Personal information
- Date of birth: 15 February 1993 (age 32)
- Place of birth: Ludwigshafen, Germany
- Height: 6 ft 2 in (1.88 m)
- Position: Midfielder

Youth career
- SG Eppstein-Flomershein 1990
- VfR Frankenthal 1900
- 0000–2008: 1. FC Kaiserslautern
- 2008–2012: TSG 1899 Hoffenheim

College career
- Years: Team / Apps / (Gls)
- 2013–2014: UC Santa Barbara Gauchos / 29 / (0)

Senior career*
- Years: Team / Apps / (Gls)
- 2012–2013: Borussia Dortmund II / 1 / (0)

= Paul Ehmann =

German footballer

Paul Ehmann (born 15 February 1993) is a German former footballer.

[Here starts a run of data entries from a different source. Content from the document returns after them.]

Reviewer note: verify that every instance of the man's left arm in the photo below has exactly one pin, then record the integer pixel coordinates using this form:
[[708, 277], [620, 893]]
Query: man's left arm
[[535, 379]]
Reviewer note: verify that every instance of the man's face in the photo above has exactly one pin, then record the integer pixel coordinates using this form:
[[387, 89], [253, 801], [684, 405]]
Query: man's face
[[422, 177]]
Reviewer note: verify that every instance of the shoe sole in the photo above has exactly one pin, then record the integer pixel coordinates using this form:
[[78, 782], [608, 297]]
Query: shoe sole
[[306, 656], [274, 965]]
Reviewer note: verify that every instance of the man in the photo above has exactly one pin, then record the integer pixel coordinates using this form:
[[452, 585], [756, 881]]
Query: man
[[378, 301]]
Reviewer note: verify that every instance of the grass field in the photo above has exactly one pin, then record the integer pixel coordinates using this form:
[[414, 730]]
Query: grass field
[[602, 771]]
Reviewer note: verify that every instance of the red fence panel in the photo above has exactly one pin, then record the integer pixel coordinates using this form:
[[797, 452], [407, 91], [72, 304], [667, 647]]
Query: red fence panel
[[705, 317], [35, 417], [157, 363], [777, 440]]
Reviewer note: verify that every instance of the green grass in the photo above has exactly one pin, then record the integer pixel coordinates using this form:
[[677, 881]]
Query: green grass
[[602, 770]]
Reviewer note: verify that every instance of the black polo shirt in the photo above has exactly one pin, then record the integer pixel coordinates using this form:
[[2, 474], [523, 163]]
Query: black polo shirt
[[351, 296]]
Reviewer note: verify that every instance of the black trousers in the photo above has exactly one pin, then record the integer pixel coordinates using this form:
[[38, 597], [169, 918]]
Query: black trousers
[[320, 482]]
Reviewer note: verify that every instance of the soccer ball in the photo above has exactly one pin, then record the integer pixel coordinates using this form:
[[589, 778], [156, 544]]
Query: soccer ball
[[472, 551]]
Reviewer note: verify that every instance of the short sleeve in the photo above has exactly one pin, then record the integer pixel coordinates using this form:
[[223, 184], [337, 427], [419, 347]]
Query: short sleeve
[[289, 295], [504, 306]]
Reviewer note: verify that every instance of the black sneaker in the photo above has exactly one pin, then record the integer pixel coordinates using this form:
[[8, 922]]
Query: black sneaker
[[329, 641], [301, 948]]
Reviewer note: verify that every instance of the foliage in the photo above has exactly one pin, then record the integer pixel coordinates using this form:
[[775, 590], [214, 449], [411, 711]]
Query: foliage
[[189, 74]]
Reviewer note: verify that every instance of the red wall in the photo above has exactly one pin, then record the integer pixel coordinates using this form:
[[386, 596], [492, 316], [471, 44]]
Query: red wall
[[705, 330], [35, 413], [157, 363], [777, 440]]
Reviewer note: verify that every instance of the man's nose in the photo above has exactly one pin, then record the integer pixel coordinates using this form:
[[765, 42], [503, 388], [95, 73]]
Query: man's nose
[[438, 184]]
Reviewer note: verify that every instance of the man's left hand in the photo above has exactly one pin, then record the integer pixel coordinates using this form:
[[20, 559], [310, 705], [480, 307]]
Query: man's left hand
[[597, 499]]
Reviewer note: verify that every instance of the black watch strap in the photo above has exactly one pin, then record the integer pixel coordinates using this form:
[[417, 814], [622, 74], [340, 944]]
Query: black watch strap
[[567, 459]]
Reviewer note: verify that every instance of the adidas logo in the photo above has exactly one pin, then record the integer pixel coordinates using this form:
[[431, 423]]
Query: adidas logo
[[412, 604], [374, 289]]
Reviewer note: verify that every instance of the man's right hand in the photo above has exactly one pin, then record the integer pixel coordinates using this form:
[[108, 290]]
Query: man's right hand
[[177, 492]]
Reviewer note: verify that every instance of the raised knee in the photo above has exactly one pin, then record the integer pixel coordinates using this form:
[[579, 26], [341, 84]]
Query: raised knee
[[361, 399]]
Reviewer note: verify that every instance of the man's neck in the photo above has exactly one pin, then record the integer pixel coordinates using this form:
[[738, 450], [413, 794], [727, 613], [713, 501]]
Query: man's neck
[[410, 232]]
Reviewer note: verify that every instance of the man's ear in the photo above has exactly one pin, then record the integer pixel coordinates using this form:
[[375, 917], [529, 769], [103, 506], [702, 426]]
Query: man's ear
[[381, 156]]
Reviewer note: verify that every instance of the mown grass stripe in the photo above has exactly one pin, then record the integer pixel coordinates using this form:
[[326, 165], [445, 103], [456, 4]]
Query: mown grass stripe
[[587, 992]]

==Early career in Germany==
After playing for numerous youth teams in Germany, it was announced on 3 April 2012 that Ehmann was to transfer to Borussia Dortmund II under former American international David Wagner. He made his first appearance for the club on 28 July 2012 against Arminia Bielefeld as a 90th-minute substitute.

==UC Santa Barbara==
It was announced on 1 March 2013 that Ehmann would be enrolling at the University of California, Santa Barbara to play for Tim Vom Steeg on the UC Santa Barbara Gauchos men's soccer team.

After playing two seasons with the Gauchos, Ehmann left the team on 6 October 2014 due to family reasons. He appeared in 29 games total and recorded 1 assist.